We discuss new-physics searches and symmetry tests with dipole moments, emphasizing the role of polarization observables. As a primary benchmark, we consider polarized photon fusion in the $e^+ e^-$ environment of the Super Tau-Charm Facility (STCF) and study $γγ\to τ^+ τ^-$ in the nearly back-to-back region, where a transverse-momentum-dependent (TMD) description provides a convenient framework for organizing polarization effects. We show that linearly polarized photons induce characteristic azimuthal asymmetries in the $τ^+ τ^-$ kinematics, enabling polarization-based observables that enhance sensitivity to the $τ$ electromagnetic dipole form factors. Moreover, $CP$-even and $CP$-odd dipole interactions can be disentangled through distinct angular structures, offering a systematic path to probe $τ$ dipole moments with improved precision at future lepton colliders. As an illustration, we obtain an improved $2σ$ reach on the anomalous magnetic dipole moment, $-4.6 \times 10^{-3} < \mathrm{Re}(a_τ) < 7.0 \times 10^{-3}$, reaching a precision level close to the Standard Model expectation.

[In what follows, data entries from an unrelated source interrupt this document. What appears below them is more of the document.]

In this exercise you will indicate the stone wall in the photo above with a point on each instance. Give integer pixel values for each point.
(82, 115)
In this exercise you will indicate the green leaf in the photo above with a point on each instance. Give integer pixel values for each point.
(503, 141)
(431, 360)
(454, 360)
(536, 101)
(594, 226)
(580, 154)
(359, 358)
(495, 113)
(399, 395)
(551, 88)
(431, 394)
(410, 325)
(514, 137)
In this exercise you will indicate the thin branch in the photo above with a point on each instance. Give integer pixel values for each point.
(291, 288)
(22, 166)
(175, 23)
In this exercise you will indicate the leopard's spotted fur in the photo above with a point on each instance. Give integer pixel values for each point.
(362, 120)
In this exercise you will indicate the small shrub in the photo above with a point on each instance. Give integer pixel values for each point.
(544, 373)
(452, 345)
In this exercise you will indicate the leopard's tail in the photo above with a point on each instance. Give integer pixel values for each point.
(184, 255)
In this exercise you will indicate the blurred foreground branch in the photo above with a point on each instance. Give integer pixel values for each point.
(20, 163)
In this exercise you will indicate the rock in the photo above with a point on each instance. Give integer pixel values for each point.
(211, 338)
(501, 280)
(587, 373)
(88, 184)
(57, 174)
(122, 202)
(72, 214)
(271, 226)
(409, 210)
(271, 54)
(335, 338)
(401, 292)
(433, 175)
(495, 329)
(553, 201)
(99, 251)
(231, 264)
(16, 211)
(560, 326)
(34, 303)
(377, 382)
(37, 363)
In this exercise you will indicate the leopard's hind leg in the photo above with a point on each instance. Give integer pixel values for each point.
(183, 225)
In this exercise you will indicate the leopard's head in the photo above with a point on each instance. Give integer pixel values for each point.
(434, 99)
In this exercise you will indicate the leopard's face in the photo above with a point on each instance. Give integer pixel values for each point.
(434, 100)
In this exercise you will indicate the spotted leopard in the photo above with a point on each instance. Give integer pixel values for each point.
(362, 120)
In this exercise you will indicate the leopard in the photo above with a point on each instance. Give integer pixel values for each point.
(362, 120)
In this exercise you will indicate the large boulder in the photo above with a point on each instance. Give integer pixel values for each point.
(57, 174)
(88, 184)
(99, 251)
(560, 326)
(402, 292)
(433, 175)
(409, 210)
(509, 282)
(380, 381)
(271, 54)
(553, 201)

To place these prospects in a broader context, we briefly summarize the experimental status of dipole-moment measurements across different fermionic systems and highlight their complementarity in constraining new physics. We illustrate this interplay with supersymmetric scenarios featuring $R$-parity violation, in which loop-induced dipole moments provide correlated probes of $CP$-conserving and $CP$-violating interactions. Taken together, polarized photon fusion and precision dipole measurements constitute a coherent program for testing fundamental symmetries and exploring physics beyond the Standard Model.